# Thread: solve system of equations

1. ## solve system of equations

Solve the system in real $\displaystyle x,y,z:$
$\displaystyle (a+b)^3=8c , (a+c)^3=8b , (b+c)^3=8a$
The solution is clearly $\displaystyle (a,b,c)=(0,0,0),(1,1,1),(-1,-1,-1)$, but I need some trick to "arrive" at it... any ideas?\

2. ## Re: solve system of equations

Originally Posted by atreyyu
Solve the system in real $\displaystyle x,y,z:$
$\displaystyle (a+b)^3=8c , (a+c)^3=8b , (b+c)^3=8a$
The solution is clearly $\displaystyle (a,b,c)=(0,0,0),(1,1,1),(-1,-1,-1)$, but I need some trick to "arrive" at it... any ideas?\
No, you do not need "tricks", you need understanding. The first thing you should see is that these three equations are "symmetric"- if you interchange a, b, or c in any one, you get another one. That tells you that a= b= c.
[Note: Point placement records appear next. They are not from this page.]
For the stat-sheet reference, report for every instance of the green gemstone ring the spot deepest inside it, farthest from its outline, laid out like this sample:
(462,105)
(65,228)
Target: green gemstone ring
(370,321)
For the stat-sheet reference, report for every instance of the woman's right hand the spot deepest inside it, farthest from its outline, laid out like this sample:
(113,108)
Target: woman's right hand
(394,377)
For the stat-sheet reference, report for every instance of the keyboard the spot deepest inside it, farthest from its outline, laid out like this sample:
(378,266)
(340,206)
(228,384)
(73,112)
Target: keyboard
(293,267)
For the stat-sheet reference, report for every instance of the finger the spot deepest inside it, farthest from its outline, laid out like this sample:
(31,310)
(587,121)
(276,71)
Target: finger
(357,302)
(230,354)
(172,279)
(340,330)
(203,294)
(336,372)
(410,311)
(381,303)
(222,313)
With b and c replaced by a, all three equations reduce to $\displaystyle (a+ a)^3= 8a^3= 8a$ so that $\displaystyle a^3= a$ and $\displaystyle a^3- a= a(a^2- 1)= a(a-1)(a+1)= 0$.

3. ## Re: solve system of equations

Originally Posted by HallsofIvy
That tells you that a= b= c.
I was wondering if we were allowed to make that conjecture...